Will the NHTSA Force a Tesla Recall? Analyzing the FSD Degradation Detection Filing
I’ll get to the headline takeaways from the recent results in due course, but I felt some cyberink should be spilled on a relatively obscure but crucial subject matter. It relates to an engineering analysis underway at the National Highway Traffic Safety Administration (NHTSA) into Tesla. It may not sound like much, but it’s a potentially serious affair, not least as an engineering analysis is the last step before a recall is ordered.

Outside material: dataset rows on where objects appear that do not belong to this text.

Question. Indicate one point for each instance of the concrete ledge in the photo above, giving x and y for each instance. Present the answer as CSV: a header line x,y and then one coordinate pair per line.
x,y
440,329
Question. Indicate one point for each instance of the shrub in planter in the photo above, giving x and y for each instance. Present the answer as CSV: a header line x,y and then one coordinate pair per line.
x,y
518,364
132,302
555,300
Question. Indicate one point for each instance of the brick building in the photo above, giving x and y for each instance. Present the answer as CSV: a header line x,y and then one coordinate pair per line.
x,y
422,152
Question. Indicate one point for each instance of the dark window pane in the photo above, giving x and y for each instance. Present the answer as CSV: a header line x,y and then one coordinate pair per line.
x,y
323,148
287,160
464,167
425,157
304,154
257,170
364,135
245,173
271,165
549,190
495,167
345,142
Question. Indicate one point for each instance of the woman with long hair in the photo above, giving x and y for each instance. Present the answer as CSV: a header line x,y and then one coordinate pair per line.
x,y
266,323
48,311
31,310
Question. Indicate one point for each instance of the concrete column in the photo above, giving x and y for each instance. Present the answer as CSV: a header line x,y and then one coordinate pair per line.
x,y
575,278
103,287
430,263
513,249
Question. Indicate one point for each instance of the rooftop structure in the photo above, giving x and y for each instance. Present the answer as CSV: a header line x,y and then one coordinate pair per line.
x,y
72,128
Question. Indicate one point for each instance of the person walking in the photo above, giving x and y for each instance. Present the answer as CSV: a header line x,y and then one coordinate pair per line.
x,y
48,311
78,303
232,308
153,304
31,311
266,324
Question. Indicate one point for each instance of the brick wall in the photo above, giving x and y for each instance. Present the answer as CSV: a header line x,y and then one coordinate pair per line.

Interestingly, Tesla’s management addressed the issue in the very last question on the first-quarter earnings call.
NHTSA Engineering Analysis EA26002
Opened on March 18, the Office of Defects Investigation (ODI) is evaluating “Tesla’s Full Self Driving Beta and Full Self Driving (Supervised) (collectively, FSD) degradation detection system.”
The degradation detection system’s purpose is to warn the driver that Tesla’s full self-driving (FSD) has degraded visibility due to glare from the sun or other limited-visibility conditions. According to NHTSA, the ODI reviewed Tesla crashes in which “the system did not detect common roadway conditions that impaired camera visibility and/or provide alerts when camera performance had deteriorated until immediately before the crash occurred.”
Tesla did make an upgrade to the system after a fatal crash in 2023, but the ODI is concerned that the system, “both as originally deployed and later updated,” fails to appropriately detect degraded visibility conditions.
What Tesla's management said
The subject matter came up on the earnings call with an analyst asking about NHTSA filings on the matter. Tesla’s vice president of vehicle engineering, Lars Moravy, said, “We did change the cameras some months ago,” and “the NHTSA is referring to like older vehicles.”
New measures implemented
Management also claimed it had ‘implemented stricter measures for the visibility of the camera,” meaning that FSD won’t be available for cars that can’t see clearly. Interestingly, the main issue appears to be a residual buildup of volatile organic compounds (VOCs) on the camera’s lens rather than its ability to see in a sun-glare environment without VOC buildup.